But some minutes later, as she sat alone at the table, she could not resist talking at him as he changed his coat in the bedroom. ‘The only one of the lot of them to get into this fix, and whichever way you jump you’re goin’ feet first into a ready-made nursery. Begod! The first McBride to be let in for anything like this.’ Then some part of her make-up which did not allow of her to kick anyone when they were flat out led her to take a gulp of tea to drown her ending, as she said, ‘That’s what comes of trying your hand at being different. Education!’
Chapter Seven
Fanny came from the market square laden. She had been to the shops to draw her Christmas clubs—it was a bit early to do so but she wanted the stuff off. It had taken her two hours to choose the Christmas boxes for her family. That she chose seven of the same kind made no difference, for they would be despatched to different parts of the country. She felt pleased with herself, she always felt like this when buying presents. The four and elevenpenny ties, the four and elevenpenny socks, the aprons and the tea towels that went to make up the presents for the adults, and the games and clockwork figures for the children, each brought, if not joy, a definite satisfaction, and gave her a feeling of affluence that a more up-to-date grandmother might have experienced in presenting her sons and her daughters with electric razors and expensive cosmetics.
Mary Prout usually came with her on such occasions and gave her a hand, but Mary’s leg after four weeks was still troubling her. Fanny had chided herself earlier for a ‘Thank God’, and she was now missing Mary’s help, for her arms were breaking and her feet were burning. But still it had been an exciting day buying all the stuff, and the weather, too, had helped, for it was bright, with a steely brightness, and the air cut at your throat as it went down. There would be snow. She liked snow at Christmas, she had always liked snow at Christmas, but like everybody else, the weather, too, could be perverse, and would bring snow before its appointed time, and what would they have on Christmas Eve but slush as always?
Before she was halfway home her hat had slipped to one side, her breath was coming in short gasps, and she told herself that her tongue was hanging out for a drink of tea. If only she was home and had the teapot on the hob.

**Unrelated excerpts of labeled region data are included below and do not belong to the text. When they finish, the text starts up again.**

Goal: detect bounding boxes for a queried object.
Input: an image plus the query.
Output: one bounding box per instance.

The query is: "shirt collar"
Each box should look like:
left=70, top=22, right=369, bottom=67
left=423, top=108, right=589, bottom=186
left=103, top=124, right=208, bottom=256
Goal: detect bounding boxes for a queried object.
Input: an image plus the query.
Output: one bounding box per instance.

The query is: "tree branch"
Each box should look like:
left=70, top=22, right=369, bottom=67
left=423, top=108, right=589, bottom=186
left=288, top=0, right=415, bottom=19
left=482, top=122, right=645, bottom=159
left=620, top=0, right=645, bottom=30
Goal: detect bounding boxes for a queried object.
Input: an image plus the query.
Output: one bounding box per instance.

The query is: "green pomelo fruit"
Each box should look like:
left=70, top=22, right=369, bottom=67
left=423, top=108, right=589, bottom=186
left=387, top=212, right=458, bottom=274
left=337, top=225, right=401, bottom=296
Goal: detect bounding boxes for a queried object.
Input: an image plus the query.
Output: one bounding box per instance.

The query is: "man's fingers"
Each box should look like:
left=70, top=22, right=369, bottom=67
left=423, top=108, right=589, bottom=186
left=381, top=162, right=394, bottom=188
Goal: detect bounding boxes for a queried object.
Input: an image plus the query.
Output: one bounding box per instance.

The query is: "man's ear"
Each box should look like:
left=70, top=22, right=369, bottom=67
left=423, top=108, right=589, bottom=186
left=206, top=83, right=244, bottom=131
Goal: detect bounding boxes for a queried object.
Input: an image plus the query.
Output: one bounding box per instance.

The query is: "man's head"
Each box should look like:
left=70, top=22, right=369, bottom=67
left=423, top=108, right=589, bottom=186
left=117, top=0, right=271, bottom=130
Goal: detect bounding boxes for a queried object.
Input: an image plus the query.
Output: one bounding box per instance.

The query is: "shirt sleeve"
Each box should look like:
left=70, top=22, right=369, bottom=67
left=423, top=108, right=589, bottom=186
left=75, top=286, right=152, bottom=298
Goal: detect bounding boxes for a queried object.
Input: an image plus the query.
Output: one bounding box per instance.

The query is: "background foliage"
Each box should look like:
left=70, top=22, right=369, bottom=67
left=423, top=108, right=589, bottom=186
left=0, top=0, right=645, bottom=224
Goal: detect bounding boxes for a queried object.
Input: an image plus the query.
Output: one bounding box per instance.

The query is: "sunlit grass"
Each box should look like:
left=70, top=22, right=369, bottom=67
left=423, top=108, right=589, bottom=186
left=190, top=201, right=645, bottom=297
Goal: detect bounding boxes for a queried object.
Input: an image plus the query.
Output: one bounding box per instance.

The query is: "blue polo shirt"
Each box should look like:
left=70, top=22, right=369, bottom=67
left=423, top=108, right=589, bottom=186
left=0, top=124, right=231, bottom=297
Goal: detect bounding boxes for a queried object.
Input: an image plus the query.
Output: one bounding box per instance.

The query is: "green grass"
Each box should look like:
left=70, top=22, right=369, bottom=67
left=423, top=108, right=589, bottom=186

She crossed over Ormond Road, sniffed at the new council flats, and came into the labyrinth of small streets and breathed a long sigh as she turned into Burton Street. Thank God, it wouldn’t be long now afore she had her hand on the teapot and her feet up.
She was halfway down the street when the noise came to her, but she did not pay it the least attention—there was always some old fellow blowing his trumpet in the back lane, but of course, not half as many as afore the war. Then you could have music of a sort for breakfast, dinner, and tea. But a little further on she was suddenly made to pay attention to the ear-splitting strains being emitted by the trumpet, for these were accompanied by the distressing sound of yelping, a weird yelping. And she took in swiftly, even through the thickening twilight, that she wasn’t the only one who was aware of the odd combination, for on the pavement outside Mulhattan’s Hall she could make out Sam and Clara Lavey, and Amy Quigley from upstairs, and on the opposite pavement, talking across to them, was Lady Golightly herself. And various doors, too, she now noticed, were open, showing protesting faces.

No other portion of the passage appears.